Heading back up to his office after Katya—and yes, he found himself thinking, that name suited her far better than Ekaterina—began to slump from exhaustion, Dev considered who might know the answer to the mystery that was Katya Haas. He had a network of spies and informants that was as byzantine as the PsyNet. However, a direct channel to that net was the one thing he hadn’t been able to achieve. But, he thought, DarkRiver counted more than one full-blooded Psy among its numbers—chances were very high that an open line of communication existed somewhere.
Looking down at the frenetic energy of New York, he weighed his next move. If Katya had been dumped at his home as a warning, then the powers in the PsyNet already knew she was alive and were—as she herself had said—controlling her. However, he had to consider the converse possibility—that she’d been rescued and left at his home because her rescuer knew the Forgotten would never cooperate with the Council. If so, any ripple in the pond could put her life in danger.
“Dev?”
He turned to find Maggie, in the doorway. “What is it?”

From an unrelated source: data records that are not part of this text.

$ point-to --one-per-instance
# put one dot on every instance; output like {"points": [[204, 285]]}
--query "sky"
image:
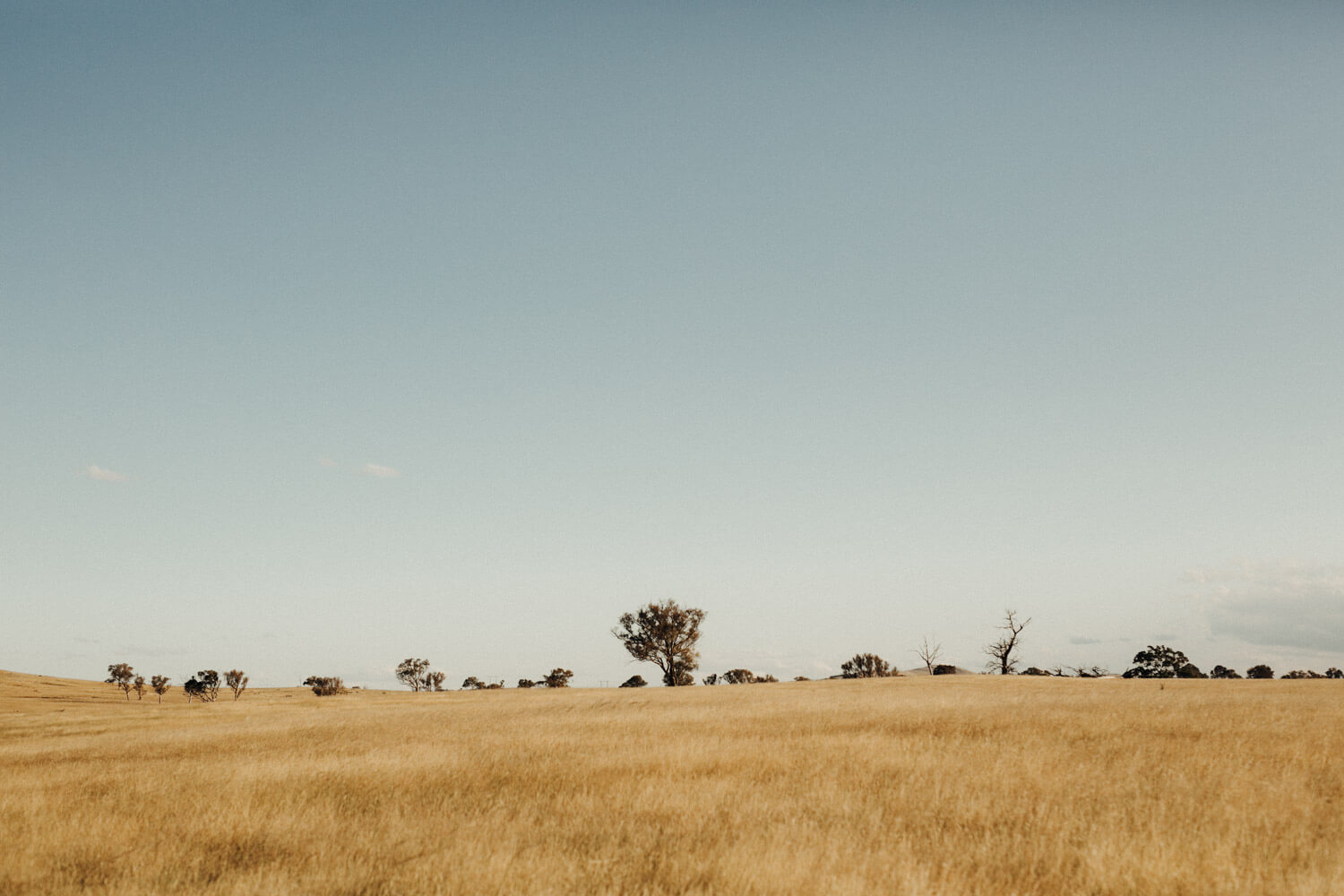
{"points": [[339, 333]]}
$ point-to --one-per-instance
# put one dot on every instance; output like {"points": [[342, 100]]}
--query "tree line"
{"points": [[666, 634]]}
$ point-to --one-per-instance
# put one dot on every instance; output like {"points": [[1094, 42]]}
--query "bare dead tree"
{"points": [[1002, 651], [237, 681], [929, 653]]}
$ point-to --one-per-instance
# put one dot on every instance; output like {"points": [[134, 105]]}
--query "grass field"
{"points": [[925, 786]]}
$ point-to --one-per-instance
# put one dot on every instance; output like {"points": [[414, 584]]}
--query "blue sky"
{"points": [[338, 333]]}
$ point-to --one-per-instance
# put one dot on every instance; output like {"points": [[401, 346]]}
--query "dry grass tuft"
{"points": [[916, 786]]}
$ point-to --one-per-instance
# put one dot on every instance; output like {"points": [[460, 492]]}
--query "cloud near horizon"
{"points": [[1279, 605]]}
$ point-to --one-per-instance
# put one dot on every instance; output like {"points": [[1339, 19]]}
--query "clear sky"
{"points": [[339, 333]]}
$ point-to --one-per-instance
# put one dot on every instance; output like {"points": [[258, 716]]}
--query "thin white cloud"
{"points": [[1282, 605]]}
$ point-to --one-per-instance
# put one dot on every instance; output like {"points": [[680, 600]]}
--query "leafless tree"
{"points": [[664, 634], [929, 653], [237, 681], [1002, 651], [121, 675]]}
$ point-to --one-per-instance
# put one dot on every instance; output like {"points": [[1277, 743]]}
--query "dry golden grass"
{"points": [[924, 786]]}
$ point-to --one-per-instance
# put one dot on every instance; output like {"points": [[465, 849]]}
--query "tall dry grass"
{"points": [[921, 786]]}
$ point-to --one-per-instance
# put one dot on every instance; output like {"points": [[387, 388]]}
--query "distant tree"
{"points": [[558, 678], [410, 672], [664, 634], [209, 680], [1158, 661], [237, 681], [865, 665], [1002, 651], [121, 675], [324, 685], [929, 653]]}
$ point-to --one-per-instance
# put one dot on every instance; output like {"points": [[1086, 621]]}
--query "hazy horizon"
{"points": [[335, 335]]}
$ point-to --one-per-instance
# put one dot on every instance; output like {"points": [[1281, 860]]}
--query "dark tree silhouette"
{"points": [[865, 665], [664, 634], [121, 675], [558, 678], [929, 653], [237, 681], [1002, 651]]}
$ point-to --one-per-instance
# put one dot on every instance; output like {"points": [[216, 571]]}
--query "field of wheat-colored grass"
{"points": [[924, 786]]}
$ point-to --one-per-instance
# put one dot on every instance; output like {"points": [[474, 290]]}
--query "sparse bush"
{"points": [[237, 681], [666, 635], [865, 665], [558, 678], [121, 675], [325, 686]]}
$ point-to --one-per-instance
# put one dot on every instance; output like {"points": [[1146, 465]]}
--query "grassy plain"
{"points": [[952, 786]]}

“Jack’s on his way up.” Her eyes were sympathetic.
Dev’s gut twisted, his mind filling with images of William, Jack’s son. The last time Dev had seen him, Will had still been a laughing, energetic little boy. Now . . . “Show him in when he arrives.”
Sleet began to fleck the window as Maggie withdrew, every blow more cold and brittle than the last. Moving away from the sudden darkness, Dev returned to his desk. To his responsibilities. There was only one decision he could make when it came to seeking information about Katya—she wasn’t as important as the thousands of Forgotten he’d pledged to protect. A ruthless line, but one he could not cross.
Several floors below, her eyes closed in sleep, Katya found herself back in the spider’s web.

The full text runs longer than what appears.